# [Wet Thumb Forum]-photo editing software - good or bad ?



## h317 (Feb 2, 2003)

To a novice like me, photo editing software helps a lot. See the example below:

Original shot:









Modified with "Auto Contrast", "Auto Levels" and "Auto Color" in Photoshop:










What's your take on the using such software to enhance pictures?

Pictures of my tank

[This message was edited by Dr.Jay on Thu May 01 2003 at 08:06 PM.]


----------



## 2la (Feb 3, 2003)

> quote:
> 
> Originally posted by h317:
> What's your take on the using such software to enhance pictures?


My personal stance is detailed in the last three paragraphs of my first post in this thread (page 2). I'm curious to know how much software adjustment/enhancement is done for full-tank photos posted in the Aquascaping Gallery?

2la


----------



## imported_Ghazanfar Ghori (Jan 31, 2003)

Using Photoshop to fix the contrast etc is fine. Messing with color saturation
IMO isn't right unless the white balance when you took the picture really
threw the colors off. In most of the pictures I take, I use the autocontrast
and nothing else. In some I may also use autolevels but thats only a handful.
If most of the background is dark and theres a patch or two of color
showing through - I'll airbrush it with black to make the picture balanced.
No need to mess with the colors of fish - they're gorgeous as it is!

-
Ghazanfar Ghori


----------



## Guest (May 2, 2003)

1. Are we against using photoshops in photography ?
2. Is it cheating or improving ?

Join as at www.njas.net


----------



## Guest (May 2, 2003)

1. Are we against using photoshops in photography ?
2. Is it cheating or improving ?

Join as at www.njas.net


----------



## Birgit & Wolfgang (Feb 5, 2003)

My take on that one is:
I use those tools quite a lot. But only to make the pictures look like the real tank does.

I use sharpening, color correction (just like I would use filters with nondigitals). And brightness and contrast settings.

Oversaturated pictures look unnatural anyway, so why play with colours. Sometimes I even reduce colour intensity (most of all greens and reds).

www.naturaquarium.at
view some of our pictures


----------



## 2la (Feb 3, 2003)

Anybody ethically opposed to sharpening photos with a digital editor? I've tended to avoid that on the premise that it represented doctoring, but if it's an acceptable practice here I'd be glad to abandon the notion!


----------



## Birgit & Wolfgang (Feb 5, 2003)

Why?
Nature is much sharper than a picture can ever be!

www.naturaquarium.at
view some of our pictures


----------



## h317 (Feb 2, 2003)

> quote:
> 
> I use sharpening, color correction (just like I would use filters with nondigitals). And brightness and contrast settings.
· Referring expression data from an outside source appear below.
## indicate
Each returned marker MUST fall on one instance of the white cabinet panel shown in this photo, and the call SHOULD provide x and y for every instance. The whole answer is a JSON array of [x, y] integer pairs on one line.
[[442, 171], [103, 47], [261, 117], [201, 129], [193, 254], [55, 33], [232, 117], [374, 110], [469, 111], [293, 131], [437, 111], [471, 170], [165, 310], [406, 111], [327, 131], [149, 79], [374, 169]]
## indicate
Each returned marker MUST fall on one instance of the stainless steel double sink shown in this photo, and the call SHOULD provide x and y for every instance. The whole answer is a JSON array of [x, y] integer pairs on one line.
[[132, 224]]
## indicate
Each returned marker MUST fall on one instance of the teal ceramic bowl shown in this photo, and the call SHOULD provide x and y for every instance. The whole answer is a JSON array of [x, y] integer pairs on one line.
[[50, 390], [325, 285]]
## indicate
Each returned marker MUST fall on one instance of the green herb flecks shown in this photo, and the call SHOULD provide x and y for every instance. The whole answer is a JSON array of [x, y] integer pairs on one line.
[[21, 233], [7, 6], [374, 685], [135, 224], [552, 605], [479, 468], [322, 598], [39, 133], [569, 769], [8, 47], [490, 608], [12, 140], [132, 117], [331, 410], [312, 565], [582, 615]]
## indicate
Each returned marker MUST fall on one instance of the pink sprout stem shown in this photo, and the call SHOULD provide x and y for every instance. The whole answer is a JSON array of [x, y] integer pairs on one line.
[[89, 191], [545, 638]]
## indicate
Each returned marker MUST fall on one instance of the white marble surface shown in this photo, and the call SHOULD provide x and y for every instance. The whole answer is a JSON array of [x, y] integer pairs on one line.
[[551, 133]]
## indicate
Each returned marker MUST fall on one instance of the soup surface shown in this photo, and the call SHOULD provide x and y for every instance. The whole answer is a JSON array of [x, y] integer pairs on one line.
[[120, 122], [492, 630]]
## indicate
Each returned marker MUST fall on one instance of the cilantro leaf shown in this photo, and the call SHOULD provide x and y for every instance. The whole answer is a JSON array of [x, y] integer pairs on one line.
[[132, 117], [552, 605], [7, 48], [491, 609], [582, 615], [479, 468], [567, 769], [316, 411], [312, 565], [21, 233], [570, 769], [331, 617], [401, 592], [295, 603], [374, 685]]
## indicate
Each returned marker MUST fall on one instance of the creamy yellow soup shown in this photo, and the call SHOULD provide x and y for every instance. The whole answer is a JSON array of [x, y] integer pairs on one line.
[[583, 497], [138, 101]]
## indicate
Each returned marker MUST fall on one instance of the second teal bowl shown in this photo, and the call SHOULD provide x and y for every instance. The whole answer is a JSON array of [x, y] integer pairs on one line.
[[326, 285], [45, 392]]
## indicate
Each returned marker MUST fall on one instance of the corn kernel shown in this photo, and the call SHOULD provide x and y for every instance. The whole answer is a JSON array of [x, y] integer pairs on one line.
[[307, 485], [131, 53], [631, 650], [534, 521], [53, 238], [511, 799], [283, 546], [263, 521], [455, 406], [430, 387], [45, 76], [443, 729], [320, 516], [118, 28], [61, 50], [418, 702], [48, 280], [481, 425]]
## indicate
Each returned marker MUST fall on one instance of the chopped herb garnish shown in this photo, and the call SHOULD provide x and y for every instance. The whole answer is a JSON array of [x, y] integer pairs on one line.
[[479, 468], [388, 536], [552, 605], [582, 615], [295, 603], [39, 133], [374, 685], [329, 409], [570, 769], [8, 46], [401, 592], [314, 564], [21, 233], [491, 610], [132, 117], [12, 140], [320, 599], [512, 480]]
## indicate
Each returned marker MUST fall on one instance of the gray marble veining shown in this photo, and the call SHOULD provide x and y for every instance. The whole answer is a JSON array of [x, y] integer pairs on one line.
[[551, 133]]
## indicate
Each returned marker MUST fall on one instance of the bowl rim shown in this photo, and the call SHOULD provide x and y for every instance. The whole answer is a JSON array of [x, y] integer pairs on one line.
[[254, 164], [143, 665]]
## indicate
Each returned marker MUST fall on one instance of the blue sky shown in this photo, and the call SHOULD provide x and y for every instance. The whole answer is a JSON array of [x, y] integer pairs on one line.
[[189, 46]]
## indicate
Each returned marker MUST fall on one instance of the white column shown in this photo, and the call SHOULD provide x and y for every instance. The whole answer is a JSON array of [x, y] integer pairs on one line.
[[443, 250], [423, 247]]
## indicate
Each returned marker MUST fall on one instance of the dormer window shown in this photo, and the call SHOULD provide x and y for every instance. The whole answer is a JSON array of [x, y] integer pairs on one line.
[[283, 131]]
I agree. Enhancing pictures is more or less the same as adding filters with nondigitals. It just give user a chance to improve a picture that is otherwise well composed.

I would say it's not cheating as I don't reap benefits from enhancing my pictures. I don't see it as a problem as well if the pictures are enhanced lightly before being entered for contest.

If I have the skill, I may key in some thriving plants into my tank pictures and you can then call foul









Pictures of my tank


----------



## Birgit & Wolfgang (Feb 5, 2003)

Right at the moment I practice retouching with my best holiday pictures. I remove dust from the scanned slides. IMO that is not cheating, because in real life there is no dust of that relative size in the air.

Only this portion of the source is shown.